(WSVN) - A fight over a fortune in rare gold coins is likely to end up in court. At the center of the battle are law enforcement, a handyman and the owners of a notorious gangster’s home. Jeff Lennox has more on the search for “The Truth About the Treasure.”

Everyone dreams about striking gold.

Jessie Warren: “I’ve always been praying for something like that to happen, because I’ve always been poor.”

A year ago, Jessie Warren had no job and no money to buy food for his daughter. He hung out at Home Improvement stores trying to get day labor jobs.

Jessie Warren: “We went to do a demolition job, and it paid $80 a day.”

Jessie Warren
Jessie Warren

Jessie says a contractor hired him to tear out a kitchen at a Sunny Isles condo.

Jessie Warren: “I was hitting with the sledgehammer, and I see the envelope, and I grab the envelope, and it was [filled] with gold coins.”

He found several envelopes containing more than 100 gold coins. He didn’t know it then, but the coins were South African Krugerrands worth about $130,000.

Jessie says he wanted to tell the contractor about his discovery.

Jessie Warren: “The person who hired me, he didn’t come back, and then he hired another laborer to pick it up from work, so I had no one to turn it in to.”

He took the coins to pawn shops, where he sold a couple for a few hundred dollars, but at one coin shop, Jessie said the man explained their worth and made him an offer.

Jessie Warren: “The coin collector said he was going to write me a check for $100,000. I struck gold!”

But the Broward Sheriff’s Office was tipped off, and deputies came to the shop while Jessie was there.

Jessie Warren: “They put the handcuffs on me, went in my pocket and took everything.”

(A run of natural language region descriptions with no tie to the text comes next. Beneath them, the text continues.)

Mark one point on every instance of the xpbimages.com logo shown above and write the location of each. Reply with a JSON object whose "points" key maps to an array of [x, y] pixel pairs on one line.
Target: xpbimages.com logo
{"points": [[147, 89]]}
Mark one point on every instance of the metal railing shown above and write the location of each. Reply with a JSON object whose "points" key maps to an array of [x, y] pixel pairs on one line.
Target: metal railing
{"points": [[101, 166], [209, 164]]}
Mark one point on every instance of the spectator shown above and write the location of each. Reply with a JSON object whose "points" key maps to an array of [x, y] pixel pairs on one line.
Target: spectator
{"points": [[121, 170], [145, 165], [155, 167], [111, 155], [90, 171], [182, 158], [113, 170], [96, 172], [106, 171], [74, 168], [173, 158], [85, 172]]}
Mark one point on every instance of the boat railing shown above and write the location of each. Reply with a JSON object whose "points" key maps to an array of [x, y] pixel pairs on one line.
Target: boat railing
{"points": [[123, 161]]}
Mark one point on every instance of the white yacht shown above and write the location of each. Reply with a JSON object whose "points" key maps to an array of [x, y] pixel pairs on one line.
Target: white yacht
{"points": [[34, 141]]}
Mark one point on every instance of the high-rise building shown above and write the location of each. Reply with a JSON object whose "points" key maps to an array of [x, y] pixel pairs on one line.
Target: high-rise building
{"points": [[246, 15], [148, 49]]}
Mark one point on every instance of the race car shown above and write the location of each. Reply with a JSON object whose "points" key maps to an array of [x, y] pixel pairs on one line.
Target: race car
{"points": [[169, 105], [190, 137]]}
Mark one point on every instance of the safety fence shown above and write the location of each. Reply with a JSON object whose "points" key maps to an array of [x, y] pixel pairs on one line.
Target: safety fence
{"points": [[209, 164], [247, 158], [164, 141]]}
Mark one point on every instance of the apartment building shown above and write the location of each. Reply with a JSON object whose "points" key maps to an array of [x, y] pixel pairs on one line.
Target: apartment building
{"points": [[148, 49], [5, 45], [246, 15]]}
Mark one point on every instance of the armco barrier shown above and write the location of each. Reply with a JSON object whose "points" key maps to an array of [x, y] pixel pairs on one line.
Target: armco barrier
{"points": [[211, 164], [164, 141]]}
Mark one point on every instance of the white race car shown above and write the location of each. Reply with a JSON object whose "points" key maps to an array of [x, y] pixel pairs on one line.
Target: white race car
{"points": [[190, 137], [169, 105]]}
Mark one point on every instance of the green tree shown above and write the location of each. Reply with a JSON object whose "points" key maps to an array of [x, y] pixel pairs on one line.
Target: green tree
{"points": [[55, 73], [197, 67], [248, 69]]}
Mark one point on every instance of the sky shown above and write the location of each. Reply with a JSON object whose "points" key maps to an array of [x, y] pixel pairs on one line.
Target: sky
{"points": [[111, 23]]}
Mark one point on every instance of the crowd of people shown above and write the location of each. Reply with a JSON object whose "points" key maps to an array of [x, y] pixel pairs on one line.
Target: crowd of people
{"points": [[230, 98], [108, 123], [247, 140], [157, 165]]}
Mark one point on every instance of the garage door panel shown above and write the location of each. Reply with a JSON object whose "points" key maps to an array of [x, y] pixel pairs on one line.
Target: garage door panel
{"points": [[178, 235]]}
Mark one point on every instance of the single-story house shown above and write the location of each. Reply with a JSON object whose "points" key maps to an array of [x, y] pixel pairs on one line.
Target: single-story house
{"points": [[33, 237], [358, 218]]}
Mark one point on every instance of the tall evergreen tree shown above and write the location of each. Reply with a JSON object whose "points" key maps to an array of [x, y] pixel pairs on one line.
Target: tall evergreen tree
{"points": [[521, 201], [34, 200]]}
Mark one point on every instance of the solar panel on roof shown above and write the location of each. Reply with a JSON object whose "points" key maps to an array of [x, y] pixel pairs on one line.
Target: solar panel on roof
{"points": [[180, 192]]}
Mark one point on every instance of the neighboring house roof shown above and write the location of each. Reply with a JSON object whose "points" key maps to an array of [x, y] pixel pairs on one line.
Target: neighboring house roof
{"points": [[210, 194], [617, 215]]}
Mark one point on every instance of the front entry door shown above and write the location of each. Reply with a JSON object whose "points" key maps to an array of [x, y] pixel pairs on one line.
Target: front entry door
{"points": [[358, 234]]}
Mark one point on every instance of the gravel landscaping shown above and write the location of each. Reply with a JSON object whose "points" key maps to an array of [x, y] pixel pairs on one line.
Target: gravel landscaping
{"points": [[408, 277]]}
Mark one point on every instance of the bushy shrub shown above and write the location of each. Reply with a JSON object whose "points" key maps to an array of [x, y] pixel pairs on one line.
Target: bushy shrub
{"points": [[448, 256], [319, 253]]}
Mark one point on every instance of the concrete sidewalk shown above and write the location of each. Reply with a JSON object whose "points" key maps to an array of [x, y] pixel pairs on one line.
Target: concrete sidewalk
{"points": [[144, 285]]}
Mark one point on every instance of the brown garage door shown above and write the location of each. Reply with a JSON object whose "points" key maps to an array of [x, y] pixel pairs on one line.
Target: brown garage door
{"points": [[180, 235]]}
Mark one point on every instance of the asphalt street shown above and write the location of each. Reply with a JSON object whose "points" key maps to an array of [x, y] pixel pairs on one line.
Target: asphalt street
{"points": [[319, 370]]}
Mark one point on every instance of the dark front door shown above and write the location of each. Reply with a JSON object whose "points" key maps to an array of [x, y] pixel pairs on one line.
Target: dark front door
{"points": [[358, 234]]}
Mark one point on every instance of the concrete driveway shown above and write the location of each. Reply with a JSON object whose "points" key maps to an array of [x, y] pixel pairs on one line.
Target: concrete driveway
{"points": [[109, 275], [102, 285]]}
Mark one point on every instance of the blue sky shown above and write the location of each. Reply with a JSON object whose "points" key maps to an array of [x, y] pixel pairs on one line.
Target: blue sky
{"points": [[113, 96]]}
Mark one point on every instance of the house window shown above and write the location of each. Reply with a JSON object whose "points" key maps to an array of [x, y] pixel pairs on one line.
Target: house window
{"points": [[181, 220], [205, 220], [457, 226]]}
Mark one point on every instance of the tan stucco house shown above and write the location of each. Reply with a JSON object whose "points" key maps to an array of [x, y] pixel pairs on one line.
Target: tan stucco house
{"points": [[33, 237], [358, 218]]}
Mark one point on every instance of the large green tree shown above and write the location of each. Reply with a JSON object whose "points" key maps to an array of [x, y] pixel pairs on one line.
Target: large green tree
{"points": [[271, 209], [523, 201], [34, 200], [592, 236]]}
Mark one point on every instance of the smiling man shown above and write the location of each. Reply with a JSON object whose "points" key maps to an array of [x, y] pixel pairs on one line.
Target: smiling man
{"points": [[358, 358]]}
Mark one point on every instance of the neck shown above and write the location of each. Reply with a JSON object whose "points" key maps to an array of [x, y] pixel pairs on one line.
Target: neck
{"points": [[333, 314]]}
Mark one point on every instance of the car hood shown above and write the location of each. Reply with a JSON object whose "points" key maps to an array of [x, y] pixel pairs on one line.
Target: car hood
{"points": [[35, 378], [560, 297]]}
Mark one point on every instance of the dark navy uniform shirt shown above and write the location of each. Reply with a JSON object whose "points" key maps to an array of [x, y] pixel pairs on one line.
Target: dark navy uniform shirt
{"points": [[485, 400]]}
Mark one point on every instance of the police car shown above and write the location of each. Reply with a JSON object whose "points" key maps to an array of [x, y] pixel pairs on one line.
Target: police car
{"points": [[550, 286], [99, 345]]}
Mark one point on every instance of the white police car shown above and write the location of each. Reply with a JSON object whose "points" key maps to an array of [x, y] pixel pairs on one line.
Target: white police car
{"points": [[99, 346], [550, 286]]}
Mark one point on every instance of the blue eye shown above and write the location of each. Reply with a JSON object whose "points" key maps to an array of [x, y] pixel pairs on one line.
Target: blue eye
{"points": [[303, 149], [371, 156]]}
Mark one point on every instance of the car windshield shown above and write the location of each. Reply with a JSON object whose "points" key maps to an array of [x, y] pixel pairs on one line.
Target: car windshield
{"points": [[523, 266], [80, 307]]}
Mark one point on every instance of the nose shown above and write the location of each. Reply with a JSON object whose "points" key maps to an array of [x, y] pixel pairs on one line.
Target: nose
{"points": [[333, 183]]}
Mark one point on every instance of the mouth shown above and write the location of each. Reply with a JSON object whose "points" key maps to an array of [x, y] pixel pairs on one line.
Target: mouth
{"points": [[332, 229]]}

The police report says Jessie was detained “because of his extensive criminal history,” which includes time in prison for burglary. It also says Jessie made “evasive statements on where he got the coins.”

But they released him without charges.

James Lewis: “No, he hasn’t been charged with any crime, nor do I think that he’s committed any crime.”

James Lewis
James Lewis

Jessie hired attorney James Lewis. He says, since BSO hasn’t been able to find the owner of the coins, they should be returned to Jessie.

James Lewis: “I think God blessed him that day and gave him for a reason, but unfortunately, the Broward Sheriff’s Office does not see it that way.”

They are going public with the story in hopes of proving the coins came from that condo wall.

James Lewis: “How did these coins get behind that wall? Who put them there, and why? And maybe somebody out there that is watching this can tell us.”

One person has come forward: the attorney for the people who bought the Miami Beach home where Colombian drug lord Pablo Escobar once lived.

He sent BSO a letter saying they have a “well-founded belief” the coins were taken from their home when it was vandalized late last year.

Jessie Warren: “How can you say it came out of there when you never saw what was in the safe?”

Lewis says Jessie was nowhere near Escobar’s home, and it’s time for the Sheriff’s Department to return the coins.

James Lewis: “For a lack of better legal term, it’s losers weepers, finders keepers.”

The Broward Sheriff’s Office says taking something that is not yours without permission is theft. Looks like it might be up to a judge to decide the truth about the treasure.

Since it appears no resolution has been agreed upon, this case could soon go to a judge.